DuPRI’s activities in the field of aging as well as aging research infrastructure development are supported in part by an NIA P30 Center grant awarded to Duke University from July 2009 – June 2014.  The grant is managed by the PI: James W. Vaupel and the DuPRI Executive Committee. While the focus of the grant is on the biodemography of aging, the grant supports work in all fields associated with the demography of aging at Duke and the general dissemination of aging research, especially through the DuPRI website.  Key activities include:

  • support for the DuPRI seminar series (held during the academic year),
  • support for pilot projects in aging research,
  • support for a new tenure-track Assistant Professor at Duke University having a major research interest in biodemography, and
  • the development of an international  network on biodemography with meetings to be held at Duke University, the Max Planck Institute for Demographic Research and  China.

Duke University was one of 14 organizations in the US to receive an NIA P30 award to support a Center on the Demography and Economics of Aging. In addition to Duke, NIA’s P30 "Aging" centers are based at the University of California at Berkeley, the University of Chicago, Harvard University, Johns Hopkins University, the University of Michigan, the National Bureau of Economic Research, the University of Pennsylvania, Princeton University, the RAND Corporation, the University of Southern California, the University of California at Los Angeles, Syracuse University and the University of Wisconsin. (See the NIA Centers' website

About Biodemography

The biodemography of aging, the focus of the Duke Center on the Demography of Aging grant, has two complementary focuses.
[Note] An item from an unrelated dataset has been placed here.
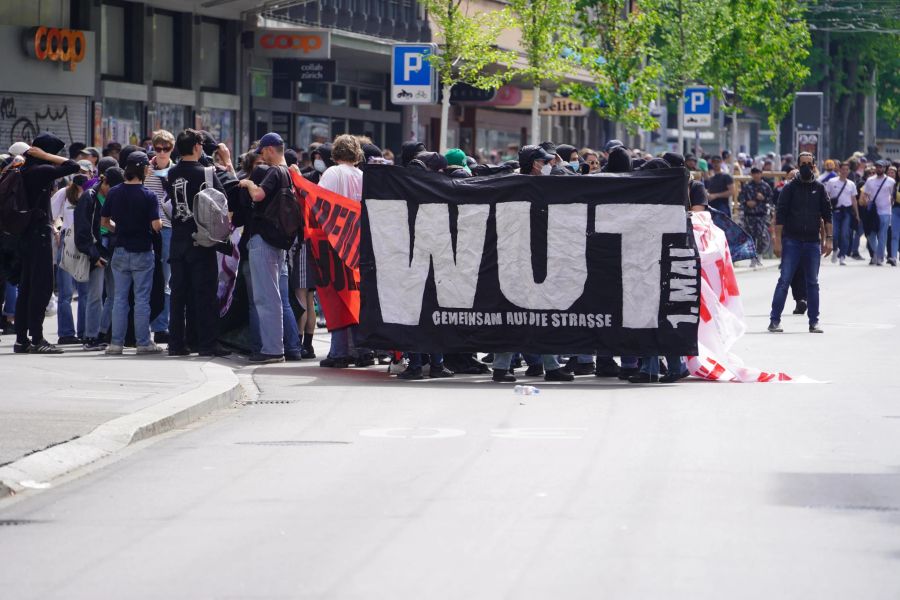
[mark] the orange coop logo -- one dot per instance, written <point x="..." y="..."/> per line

The first emphasizes research on medical, genetic and physiological aspects of human health and survival. The second covers biological aspects of aging across the tree of life, from humans to birds to worms to plants to bacteria, in a search for general principles of aging. 
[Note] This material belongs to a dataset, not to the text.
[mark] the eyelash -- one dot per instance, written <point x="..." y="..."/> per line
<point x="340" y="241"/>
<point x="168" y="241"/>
A new field - evolutionary biodemography - links biodemographic research on humans and other species with evolutionary forces that shape life histories of survival, fertility and growth. The goal is to understand how evolution shapes demographic patterns and how demographic patterns shape evolution. Questions include: why are lifespans for some species numbered in days and for others in years or centuries? Why do many species, in fact most, suffer senescence – but not all? Why do some species give birth to a few offspring and others to thousands? Why are some species very small in size whereas others are very large?